State of Alabama Executes Derrick Mason Even Though Sentencing Judge Admits His Death Sentence Was a Mistake

09.22.11

The State of Alabama executed Derrick Mason today even though the sentencing judge who condemned him to die admitted his judgment was a mistake, born of his own inexperience and that of Mr. Mason’s trial lawyers.

Madison County Circuit Judge Loyd H. Little, Jr., asked Alabama Governor Robert Bentley to commute to life imprisonment without parole the death sentence Judge Little had imposed on Derrick Mason. In a letter to the governor, Judge Little admitted his own lack of experience led him to impose the wrong sentence in Mr. Mason’s case – his first capital trial.

The judge also attributed the erroneous sentence to Mr. Mason’s appointed trial lawyers’ lack of experience. A brother and sister team who each had less than five years of experience and had never before participated in a trial, Mr. Mason’s lawyers failed to present evidence that Mr. Mason was under the influence of drugs known to induce hallucinations and psychosis at the time of the crime. They also failed to present evidence about Mr. Mason’s past struggles with drug addiction, mental health problems, and that he was the victim of physical and sexual abuse.

If they had effectively presented mitigating evidence about Derrick Mason’s age (19), mental health issues, and lack of significant criminal record, Judge Little wrote, it would have changed the jury’s vote and Judge Little’s sentence.

Judge Little’s letter also shows that the prosecutor’s reliance on illegal hearsay evidence to obtain the death penalty in this case should have resulted in a new sentencing hearing for Mr. Mason. In 2010, the Eleventh Circuit Court of Appeals held that the State violated Mr. Mason’s right to confront witnesses against him when it introduced a statement from an unidentified informant that Derrick Mason committed the murder because he was “out of control” and was “trying to make a name for himself.”

The Eleventh Circuit did not grant Mr. Mason a new trial becuase it found that the illegal evidence did not impact the decision to sentence Mr. Mason to death. Since that decision, however, Judge Little has conceded that the evidence in the case case does not support the death penalty.

Mr. Mason is Black and the victim in this case is white. The Madison County District Attorney’s Office, which prosecuted Mr. Mason, has discriminated against African Americans during jury selection in other capital cases.
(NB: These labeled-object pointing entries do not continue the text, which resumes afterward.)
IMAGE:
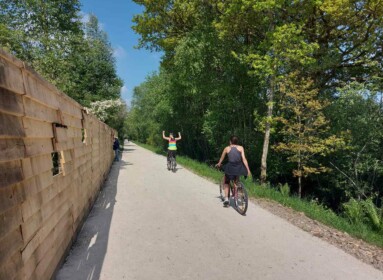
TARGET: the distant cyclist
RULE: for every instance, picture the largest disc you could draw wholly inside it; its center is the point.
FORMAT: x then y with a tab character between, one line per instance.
172	148
236	166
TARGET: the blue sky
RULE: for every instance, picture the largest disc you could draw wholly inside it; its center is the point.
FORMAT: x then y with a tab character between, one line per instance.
115	17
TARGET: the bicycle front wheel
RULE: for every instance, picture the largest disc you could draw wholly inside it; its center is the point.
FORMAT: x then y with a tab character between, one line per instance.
241	199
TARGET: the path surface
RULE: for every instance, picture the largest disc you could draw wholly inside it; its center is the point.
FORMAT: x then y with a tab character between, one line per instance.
149	223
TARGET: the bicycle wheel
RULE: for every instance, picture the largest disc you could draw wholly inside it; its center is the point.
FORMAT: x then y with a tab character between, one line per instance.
221	189
241	199
173	164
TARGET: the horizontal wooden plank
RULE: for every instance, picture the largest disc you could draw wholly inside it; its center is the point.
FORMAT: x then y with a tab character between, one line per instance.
53	247
12	267
41	93
10	173
38	111
43	206
63	146
11	126
68	168
38	146
11	103
66	156
11	196
37	129
11	77
71	121
11	149
10	220
37	183
37	246
10	244
69	108
61	134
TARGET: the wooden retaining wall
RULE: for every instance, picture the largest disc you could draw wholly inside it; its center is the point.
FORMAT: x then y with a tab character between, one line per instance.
40	213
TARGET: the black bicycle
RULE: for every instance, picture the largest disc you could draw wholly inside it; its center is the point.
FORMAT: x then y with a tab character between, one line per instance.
172	164
237	193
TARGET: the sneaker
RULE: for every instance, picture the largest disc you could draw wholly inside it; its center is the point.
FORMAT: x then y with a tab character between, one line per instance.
226	202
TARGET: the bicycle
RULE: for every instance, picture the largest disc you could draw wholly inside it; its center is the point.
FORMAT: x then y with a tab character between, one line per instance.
238	192
171	162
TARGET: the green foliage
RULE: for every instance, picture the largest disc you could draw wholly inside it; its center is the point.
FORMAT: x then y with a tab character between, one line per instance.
373	213
76	57
314	211
354	211
284	189
225	69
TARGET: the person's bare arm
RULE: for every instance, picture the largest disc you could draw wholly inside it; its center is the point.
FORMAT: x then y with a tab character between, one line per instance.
222	157
179	136
163	136
244	160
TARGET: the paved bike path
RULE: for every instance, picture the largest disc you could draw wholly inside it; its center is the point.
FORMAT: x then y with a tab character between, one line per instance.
149	223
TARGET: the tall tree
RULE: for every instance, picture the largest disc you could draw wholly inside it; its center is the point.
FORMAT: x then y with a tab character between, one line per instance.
305	128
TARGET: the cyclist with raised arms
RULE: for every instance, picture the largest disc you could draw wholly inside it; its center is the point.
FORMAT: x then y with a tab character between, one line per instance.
236	166
172	148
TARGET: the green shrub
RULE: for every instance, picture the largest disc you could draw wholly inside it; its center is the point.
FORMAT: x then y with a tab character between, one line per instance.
285	190
354	211
373	214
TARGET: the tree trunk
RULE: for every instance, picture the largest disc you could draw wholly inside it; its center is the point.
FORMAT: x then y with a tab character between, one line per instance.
266	140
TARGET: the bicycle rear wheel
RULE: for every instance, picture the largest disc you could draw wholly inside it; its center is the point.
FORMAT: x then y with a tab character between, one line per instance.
168	162
173	164
221	189
241	199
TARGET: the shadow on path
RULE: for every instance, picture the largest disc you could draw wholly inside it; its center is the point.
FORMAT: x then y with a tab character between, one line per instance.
87	254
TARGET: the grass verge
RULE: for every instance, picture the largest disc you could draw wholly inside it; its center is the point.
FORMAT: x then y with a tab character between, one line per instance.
312	210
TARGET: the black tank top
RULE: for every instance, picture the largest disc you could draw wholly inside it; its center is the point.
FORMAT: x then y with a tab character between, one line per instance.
234	155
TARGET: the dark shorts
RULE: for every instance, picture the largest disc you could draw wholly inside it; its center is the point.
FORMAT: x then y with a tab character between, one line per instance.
172	154
229	178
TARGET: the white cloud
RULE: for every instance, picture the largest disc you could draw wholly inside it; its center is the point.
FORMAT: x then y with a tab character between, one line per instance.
119	52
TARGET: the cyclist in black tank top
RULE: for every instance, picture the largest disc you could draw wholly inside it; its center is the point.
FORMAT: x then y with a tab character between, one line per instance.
236	166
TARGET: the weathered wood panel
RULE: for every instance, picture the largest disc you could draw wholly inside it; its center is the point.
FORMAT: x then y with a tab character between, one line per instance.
11	103
40	212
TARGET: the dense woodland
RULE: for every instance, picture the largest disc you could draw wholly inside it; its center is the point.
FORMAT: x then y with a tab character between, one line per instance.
70	51
300	83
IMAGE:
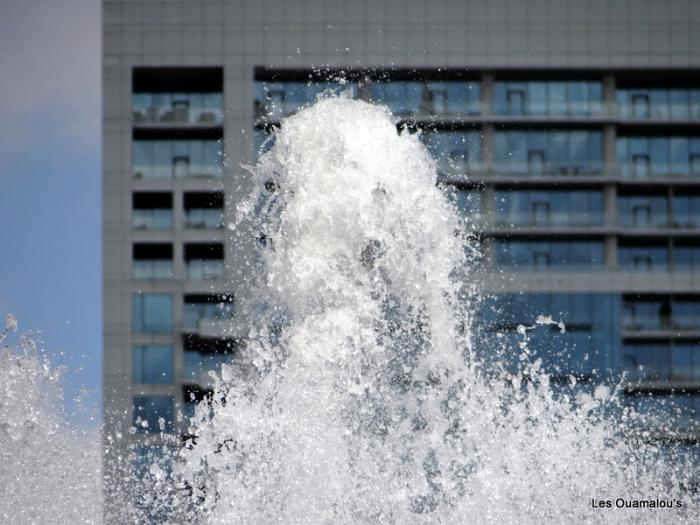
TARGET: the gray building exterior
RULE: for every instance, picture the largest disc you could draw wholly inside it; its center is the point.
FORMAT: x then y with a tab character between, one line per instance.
181	78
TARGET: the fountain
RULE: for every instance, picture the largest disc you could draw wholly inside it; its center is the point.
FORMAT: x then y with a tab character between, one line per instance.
361	396
50	471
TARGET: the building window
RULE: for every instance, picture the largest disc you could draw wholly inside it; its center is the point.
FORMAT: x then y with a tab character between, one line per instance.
152	261
203	355
551	208
548	98
161	159
686	256
548	152
643	257
658	103
153	414
153	364
276	100
643	210
204	261
204	210
456	152
178	108
454	98
640	156
202	310
152	312
647	361
404	99
152	210
549	255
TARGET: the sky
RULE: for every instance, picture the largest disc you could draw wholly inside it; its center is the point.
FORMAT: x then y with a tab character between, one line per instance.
50	210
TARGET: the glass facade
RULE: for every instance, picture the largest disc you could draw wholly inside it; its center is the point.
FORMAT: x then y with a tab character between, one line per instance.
275	100
644	211
549	208
686	210
662	361
574	98
548	152
658	156
547	255
204	218
678	313
198	365
153	364
456	152
153	269
206	308
162	159
178	108
153	414
643	256
588	346
658	103
152	312
153	219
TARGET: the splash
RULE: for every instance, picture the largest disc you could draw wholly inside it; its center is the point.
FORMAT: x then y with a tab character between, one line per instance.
359	398
49	472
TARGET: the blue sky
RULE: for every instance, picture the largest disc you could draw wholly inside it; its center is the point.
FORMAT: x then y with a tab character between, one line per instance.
50	225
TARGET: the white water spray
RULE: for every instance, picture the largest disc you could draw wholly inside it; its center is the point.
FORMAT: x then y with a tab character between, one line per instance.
358	398
49	471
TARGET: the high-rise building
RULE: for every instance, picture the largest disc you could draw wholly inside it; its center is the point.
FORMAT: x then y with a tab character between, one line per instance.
570	130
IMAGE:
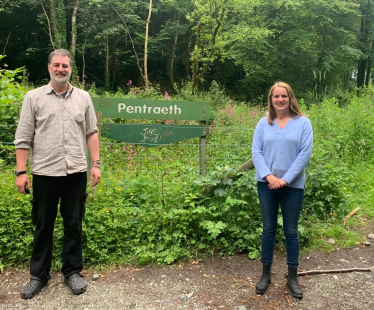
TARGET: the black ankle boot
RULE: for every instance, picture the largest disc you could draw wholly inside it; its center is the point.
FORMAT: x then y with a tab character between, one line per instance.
294	286
265	279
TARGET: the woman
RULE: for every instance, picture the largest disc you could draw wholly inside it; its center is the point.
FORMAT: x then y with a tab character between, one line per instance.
281	149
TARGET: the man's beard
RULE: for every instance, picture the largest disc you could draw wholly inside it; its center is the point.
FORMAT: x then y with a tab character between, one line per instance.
60	79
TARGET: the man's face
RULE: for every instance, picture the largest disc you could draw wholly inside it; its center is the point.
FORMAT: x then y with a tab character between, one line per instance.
59	69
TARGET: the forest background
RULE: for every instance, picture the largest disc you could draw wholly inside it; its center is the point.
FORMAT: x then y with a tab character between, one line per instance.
152	205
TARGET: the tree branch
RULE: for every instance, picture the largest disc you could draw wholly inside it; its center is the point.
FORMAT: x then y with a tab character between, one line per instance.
310	272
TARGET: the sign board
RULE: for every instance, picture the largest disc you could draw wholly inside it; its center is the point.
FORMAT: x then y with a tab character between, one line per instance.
152	109
151	135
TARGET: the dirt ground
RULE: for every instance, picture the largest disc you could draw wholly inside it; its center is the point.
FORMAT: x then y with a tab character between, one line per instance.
213	284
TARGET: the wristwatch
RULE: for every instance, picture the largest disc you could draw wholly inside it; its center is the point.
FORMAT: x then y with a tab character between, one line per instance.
18	173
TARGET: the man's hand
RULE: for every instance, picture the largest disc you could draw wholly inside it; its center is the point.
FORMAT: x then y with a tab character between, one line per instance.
95	176
274	182
21	181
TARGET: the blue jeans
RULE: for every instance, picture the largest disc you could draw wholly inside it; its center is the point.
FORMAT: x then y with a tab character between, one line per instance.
290	200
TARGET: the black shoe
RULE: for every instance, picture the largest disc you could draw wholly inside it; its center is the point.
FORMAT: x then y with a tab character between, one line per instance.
265	279
292	283
33	287
76	284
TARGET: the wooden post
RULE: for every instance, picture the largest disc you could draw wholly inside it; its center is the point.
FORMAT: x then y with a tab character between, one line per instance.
99	118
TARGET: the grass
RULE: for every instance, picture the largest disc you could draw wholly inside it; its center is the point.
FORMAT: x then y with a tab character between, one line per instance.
354	233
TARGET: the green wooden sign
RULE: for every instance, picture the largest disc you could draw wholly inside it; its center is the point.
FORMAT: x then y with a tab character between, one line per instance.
152	135
152	109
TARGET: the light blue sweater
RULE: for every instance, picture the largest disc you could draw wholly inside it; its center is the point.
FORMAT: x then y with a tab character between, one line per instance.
283	152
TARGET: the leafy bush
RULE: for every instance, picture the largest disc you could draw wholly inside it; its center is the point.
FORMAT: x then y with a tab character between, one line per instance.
153	206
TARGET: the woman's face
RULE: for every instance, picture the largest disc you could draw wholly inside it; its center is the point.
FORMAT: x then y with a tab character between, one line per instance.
280	99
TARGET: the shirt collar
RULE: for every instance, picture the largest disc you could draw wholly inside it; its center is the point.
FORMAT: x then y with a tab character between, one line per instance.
50	89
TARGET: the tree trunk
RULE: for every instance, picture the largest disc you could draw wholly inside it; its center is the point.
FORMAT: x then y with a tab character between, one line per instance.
146	81
170	63
73	46
361	70
49	25
368	72
107	75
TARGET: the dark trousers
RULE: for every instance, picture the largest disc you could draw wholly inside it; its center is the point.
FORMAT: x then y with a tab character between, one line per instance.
70	190
290	201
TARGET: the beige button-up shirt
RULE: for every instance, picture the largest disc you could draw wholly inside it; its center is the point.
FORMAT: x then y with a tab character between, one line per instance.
55	129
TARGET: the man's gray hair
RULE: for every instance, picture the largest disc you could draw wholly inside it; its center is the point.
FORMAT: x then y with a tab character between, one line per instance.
60	52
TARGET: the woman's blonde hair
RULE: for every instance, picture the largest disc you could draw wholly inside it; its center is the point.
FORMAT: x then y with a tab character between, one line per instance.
294	105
In Mr. Mason’s case, lawyers asked the Alabama Supreme Court to stay his execution because the prosecutor engaged in similar conduct at his trial. The court refused to do so this morning.

Governor Bentley denied Judge Little’s request to commute Derrick Mason’s sentence to life imprisonment without parole yesterday. He is the fifth person put to death by the State of Alabama this year.

Alabama is the only state in the country without a state-funded program to provide legal assistance to death row prisoners and has the nation’s highest per capita death sentencing and execution rates.